Así muchas de las personas con las que he trabajado traen tantos sueños abortados debido a la persecución: de ser músicos que reviven las viejas tradiciones musicales de sus países, de ser arquitectos, abogados, artistas. Muchas personas han traído consigo, en su lucha por sobrevivir en este país, sus recetas familiares que se remontan a cinco generaciones que quieren presentar en este país, o han traído consigo el deseo de iniciar negocios, o de crear más equidad para las comunidades inmigrantes LGBTQ+ en campos tan variados como la cosmetología y la conducción de camiones. También he trabajado con clientes que, después de recibir autorización laboral, me dicen que quieren trabajar en escuelas, en hospitales, con jóvenes: para que esta próxima generación crezca siendo afirmada y aceptada, sin importar a quién amen o cómo se expresen.

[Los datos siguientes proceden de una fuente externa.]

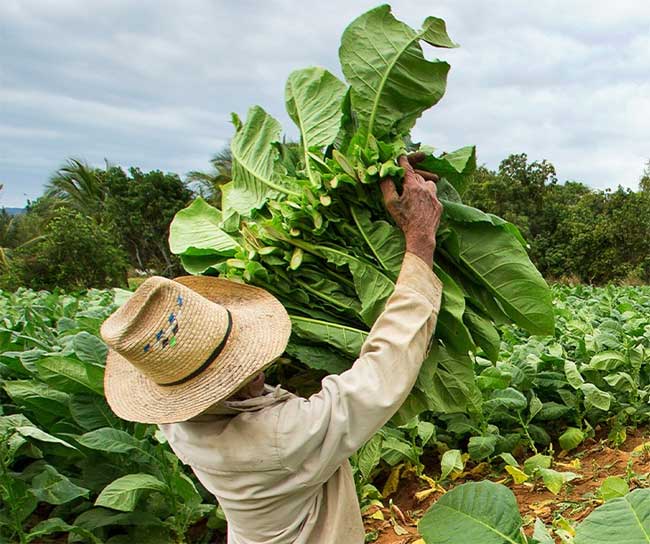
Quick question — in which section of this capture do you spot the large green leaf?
[418,146,476,193]
[36,356,104,395]
[290,315,368,359]
[286,340,354,374]
[575,489,650,544]
[77,427,150,457]
[418,481,521,544]
[350,206,406,280]
[444,222,555,334]
[3,380,69,421]
[463,307,501,363]
[285,67,347,186]
[72,331,108,367]
[32,465,89,504]
[69,393,120,431]
[416,343,480,413]
[95,474,167,512]
[339,5,456,137]
[434,265,474,353]
[303,244,395,326]
[223,106,297,216]
[169,197,239,257]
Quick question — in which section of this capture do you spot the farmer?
[101,157,442,544]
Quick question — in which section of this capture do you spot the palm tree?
[46,159,106,218]
[186,146,232,208]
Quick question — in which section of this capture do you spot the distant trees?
[0,151,650,289]
[6,207,128,290]
[0,159,194,288]
[464,154,650,283]
[187,146,232,209]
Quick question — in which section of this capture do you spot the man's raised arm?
[278,157,442,482]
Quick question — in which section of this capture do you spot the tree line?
[0,149,650,290]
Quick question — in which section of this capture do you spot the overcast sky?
[0,0,650,206]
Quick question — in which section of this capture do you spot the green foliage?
[3,208,127,289]
[170,6,553,428]
[418,482,650,544]
[96,166,193,276]
[464,154,650,284]
[0,286,216,544]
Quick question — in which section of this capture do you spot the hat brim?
[104,276,291,423]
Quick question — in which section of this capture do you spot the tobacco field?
[0,5,650,544]
[0,286,650,544]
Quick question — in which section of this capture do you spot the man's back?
[161,254,441,544]
[161,386,363,544]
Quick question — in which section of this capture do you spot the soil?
[364,428,650,544]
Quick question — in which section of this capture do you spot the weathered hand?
[380,154,442,264]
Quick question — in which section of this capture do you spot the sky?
[0,0,650,207]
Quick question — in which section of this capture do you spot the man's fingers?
[398,155,415,181]
[407,151,427,166]
[379,178,399,206]
[415,169,440,182]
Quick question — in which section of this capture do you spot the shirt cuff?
[397,252,442,312]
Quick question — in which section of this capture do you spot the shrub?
[6,207,128,290]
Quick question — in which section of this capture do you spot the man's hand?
[380,153,442,265]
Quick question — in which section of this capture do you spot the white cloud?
[0,0,650,205]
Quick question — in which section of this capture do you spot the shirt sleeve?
[277,253,442,485]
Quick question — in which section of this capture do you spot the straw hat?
[101,276,291,423]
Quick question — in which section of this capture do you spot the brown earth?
[365,428,650,544]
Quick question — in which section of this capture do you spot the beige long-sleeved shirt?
[161,253,442,544]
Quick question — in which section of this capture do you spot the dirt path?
[365,428,650,544]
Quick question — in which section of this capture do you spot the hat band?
[158,309,232,386]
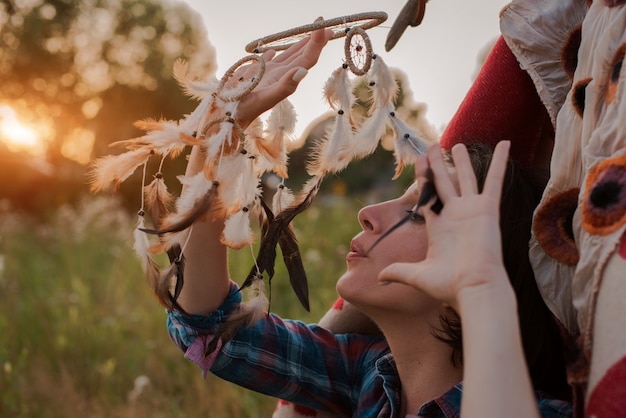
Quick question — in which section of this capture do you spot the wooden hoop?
[215,55,265,102]
[246,12,387,54]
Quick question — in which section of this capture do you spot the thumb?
[266,67,309,107]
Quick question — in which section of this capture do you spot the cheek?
[389,228,428,264]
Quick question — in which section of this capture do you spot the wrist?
[457,270,517,316]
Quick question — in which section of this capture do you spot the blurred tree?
[0,0,216,211]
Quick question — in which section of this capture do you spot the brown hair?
[435,144,570,399]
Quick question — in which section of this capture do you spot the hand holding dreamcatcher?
[92,12,426,341]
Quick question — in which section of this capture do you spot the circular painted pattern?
[561,26,582,79]
[533,188,580,266]
[582,156,626,235]
[585,357,626,418]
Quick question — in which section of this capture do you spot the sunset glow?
[0,105,46,155]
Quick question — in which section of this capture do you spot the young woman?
[163,27,570,417]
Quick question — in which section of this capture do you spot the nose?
[358,203,384,232]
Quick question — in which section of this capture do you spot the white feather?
[217,153,261,213]
[354,103,394,158]
[390,115,428,179]
[272,183,295,215]
[241,279,269,325]
[324,67,355,113]
[133,216,150,273]
[265,99,298,137]
[222,209,254,250]
[176,171,214,214]
[307,114,354,176]
[90,148,151,192]
[172,59,219,99]
[205,122,233,161]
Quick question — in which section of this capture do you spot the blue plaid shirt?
[168,284,572,418]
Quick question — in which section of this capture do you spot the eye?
[406,209,426,224]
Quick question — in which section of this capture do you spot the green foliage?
[0,0,216,214]
[0,197,361,418]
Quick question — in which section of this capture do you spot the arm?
[380,142,539,418]
[178,24,332,315]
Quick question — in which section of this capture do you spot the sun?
[0,105,46,155]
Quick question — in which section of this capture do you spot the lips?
[346,240,366,261]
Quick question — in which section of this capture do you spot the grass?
[0,191,360,418]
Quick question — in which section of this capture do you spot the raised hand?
[237,18,333,128]
[379,142,510,309]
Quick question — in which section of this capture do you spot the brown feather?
[154,187,217,234]
[145,175,173,229]
[241,177,322,308]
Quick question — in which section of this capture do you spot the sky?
[185,0,508,134]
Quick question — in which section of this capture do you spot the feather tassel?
[133,215,160,284]
[89,148,152,192]
[221,206,254,250]
[241,177,322,310]
[367,55,399,109]
[172,59,219,99]
[307,110,354,177]
[272,183,295,214]
[354,103,394,158]
[205,275,269,355]
[390,112,428,179]
[146,177,217,234]
[144,173,174,229]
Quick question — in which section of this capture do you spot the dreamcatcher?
[91,12,427,348]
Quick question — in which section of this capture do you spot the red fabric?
[619,232,626,260]
[585,357,626,418]
[440,37,554,167]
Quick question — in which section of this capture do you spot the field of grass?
[0,193,361,418]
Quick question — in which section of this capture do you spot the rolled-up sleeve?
[167,282,242,376]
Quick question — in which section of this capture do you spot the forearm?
[459,272,539,418]
[178,147,230,315]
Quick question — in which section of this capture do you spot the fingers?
[378,263,420,287]
[273,17,333,69]
[428,144,458,204]
[452,144,478,195]
[483,141,511,201]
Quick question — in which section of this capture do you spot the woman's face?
[337,183,440,313]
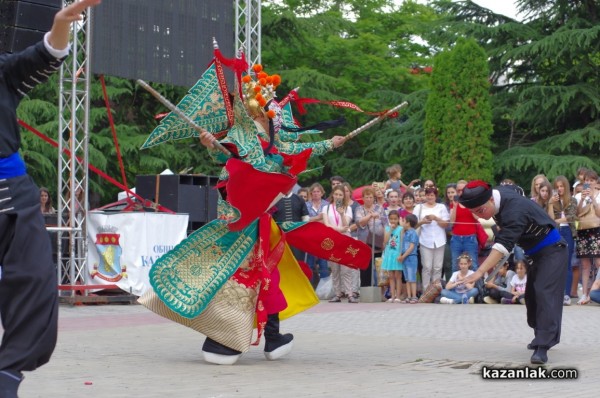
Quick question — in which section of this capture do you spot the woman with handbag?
[323,185,358,303]
[356,187,388,286]
[575,170,600,305]
[414,188,450,291]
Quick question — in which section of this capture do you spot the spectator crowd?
[293,165,600,305]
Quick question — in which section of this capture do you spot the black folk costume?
[0,36,68,397]
[459,181,568,363]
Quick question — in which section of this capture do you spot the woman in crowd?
[529,174,548,200]
[323,185,358,303]
[575,170,600,304]
[414,188,450,291]
[306,182,330,279]
[356,187,388,286]
[547,176,579,305]
[532,181,553,210]
[450,180,479,272]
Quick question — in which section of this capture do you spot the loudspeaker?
[135,174,219,230]
[0,0,62,52]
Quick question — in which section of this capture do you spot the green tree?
[262,1,435,185]
[422,39,493,186]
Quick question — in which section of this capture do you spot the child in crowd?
[398,212,419,304]
[384,164,419,193]
[415,188,425,205]
[483,261,515,304]
[381,210,403,303]
[440,253,479,304]
[501,260,527,304]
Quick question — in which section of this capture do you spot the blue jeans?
[450,235,479,272]
[442,287,479,304]
[306,254,329,278]
[558,227,575,296]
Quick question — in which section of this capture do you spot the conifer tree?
[422,39,493,186]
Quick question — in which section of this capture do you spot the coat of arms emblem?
[91,225,127,282]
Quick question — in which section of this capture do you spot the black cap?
[458,180,492,209]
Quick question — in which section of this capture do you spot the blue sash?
[0,152,27,179]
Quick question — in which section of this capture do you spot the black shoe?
[265,333,294,361]
[0,370,23,398]
[265,314,294,361]
[202,337,242,365]
[531,347,548,365]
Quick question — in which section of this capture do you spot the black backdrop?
[91,0,235,87]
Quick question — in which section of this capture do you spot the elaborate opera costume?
[140,50,371,364]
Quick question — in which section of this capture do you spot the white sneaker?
[577,294,590,305]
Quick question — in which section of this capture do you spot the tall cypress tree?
[422,39,493,186]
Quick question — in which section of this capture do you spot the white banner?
[86,211,189,296]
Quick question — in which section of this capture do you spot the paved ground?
[20,302,600,398]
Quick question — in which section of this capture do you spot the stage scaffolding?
[54,0,261,303]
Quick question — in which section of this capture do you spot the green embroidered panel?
[141,62,229,149]
[150,220,258,318]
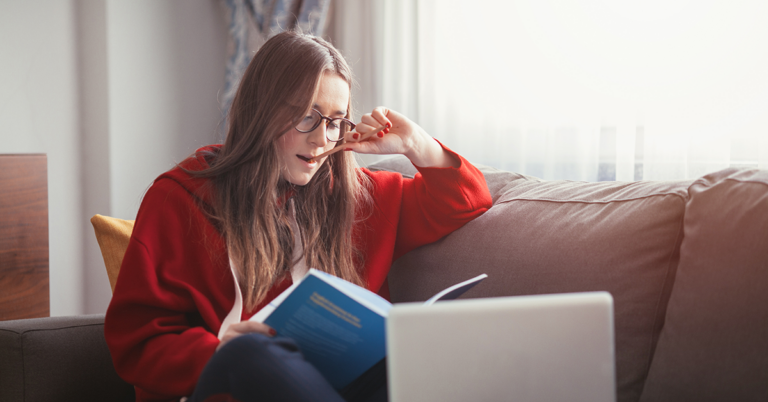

Aunque este país ha sido y a menudo aún es un lugar cruel, creo que tiene el poder de apoyar a los inmigrantes y refugiados LGBTQ+, y he sido testigo de primera mano, en el trabajo de todo nuestro equipo con nuestros clientes, de cómo la compasión y la defensa pueden ayudar a los clientes a internalizar un sentido de empoderamiento y dignidad que puede abrirles un camino para contribuir a la diversidad de ideas y experiencias que, en mi opinión, hacen que este país sea grandioso. Después de todo, aunque no llegué a los Estados Unidos debido a la migración forzada, solo me hice ciudadano de los Estados Unidos a finales de 2013. Durante mi entrevista de naturalización en Baltimore, el oficial que me entrevistó me preguntó qué esperaba hacer con mi ciudadanía. “Quiero ayudar a elevar a otras personas que desean hacer de este país su hogar,” le dije. Ella sonrió; sus propios padres habían sido inmigrantes. Complicados como son estos sistemas, creo que aún hay tanto que podemos hacer dentro de ellos para cambiar vidas, no solo materialmente, sino psicológicamente, por cada persona que merece dignidad y respeto.